Auteurs

Abbes Melissa* (Pharmacie , Unité Oncopharmacie, CHU Timone, Marseille, France) | Perez Thomas (Pharmacie , Unité Oncopharmacie, CHU Timone, Marseille, France) | Florestano Victoria (Pharmacie , Unité Oncopharmacie, CHU Timone, Marseille, France) | Di Mascio Thomas (Pharmacie , Unité Oncopharmacie, CHU Timone, Marseille, France) | Du Repaire Théau (Pharmacie , Unité Oncopharmacie, CHU Timone, Marseille, France) | Gauthier-villano Laurence (Pharmacie , Unité Oncopharmacie, CHU Timone, Marseille, France) | Farnault Laure (Hématologie, Thérapie cellulaire, CHU Conception, Marseille, France) | Fanciullino Raphaëlle (Pharmacie, CHU Conception, Marseille, France) | Pourroy Bertrand (Pharmacie , Unité Oncopharmacie, CHU Timone, Marseille, France)

Présenté par: Abbes Melissa




Introduction : L’association daunorubicine/cytarabine (VYXEOS®) est indiquée pour le traitement des patients adultes présentant une leucémie aiguë myéloblastique nouvellement diagnostiquée, secondaire à un traitement (LAM-t) ou une LAM avec anomalies associées aux myélodysplasies (LAM-MRC).
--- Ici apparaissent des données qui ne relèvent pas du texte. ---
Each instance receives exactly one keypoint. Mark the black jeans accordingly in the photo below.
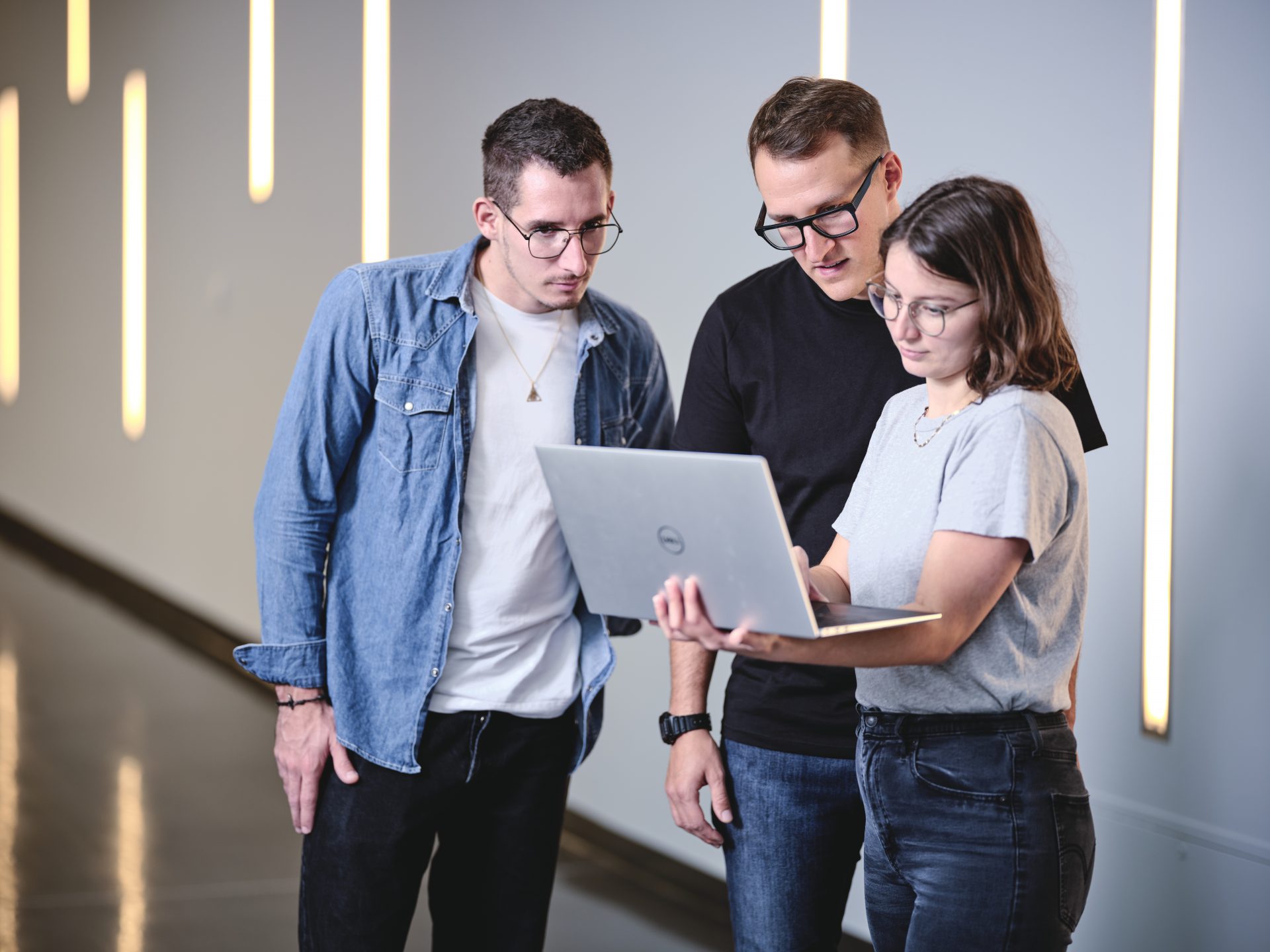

Le schéma thérapeutique comprend une première induction à la dose de 44/100 mg/m² à J1, J3, J5 suivie d’une deuxième à une dose similaire à J1 et J3 et enfin une consolidation, qui peut être doublée, à la dose de 29/65 mg/m² à J1 et J3. Le coût théorique de traitement pour un patient (surface corporelle moyenne de 1,7 m2) est de 115 781 euros (2 inductions et 2 consolidations). Cette association est disponible dans l’établissement depuis février 2019. Nous évaluons ici l’efficacité et la tolérance de ce traitement dans notre centre.

Matériel et méthodes : Une étude rétrospective monocentrique a été réalisée. Pendant la période de ce traitement, les effets indésirables, les intercures, et la réponse au traitement ont été répertoriés. Ces données ont été extraites du logiciel Chimio® et du dossier patient informatisé (DPI) Axigate®. L’efficacité a été évaluée par la présence de blastes au myélogramme et la tolérance par un recueil des effets indésirables.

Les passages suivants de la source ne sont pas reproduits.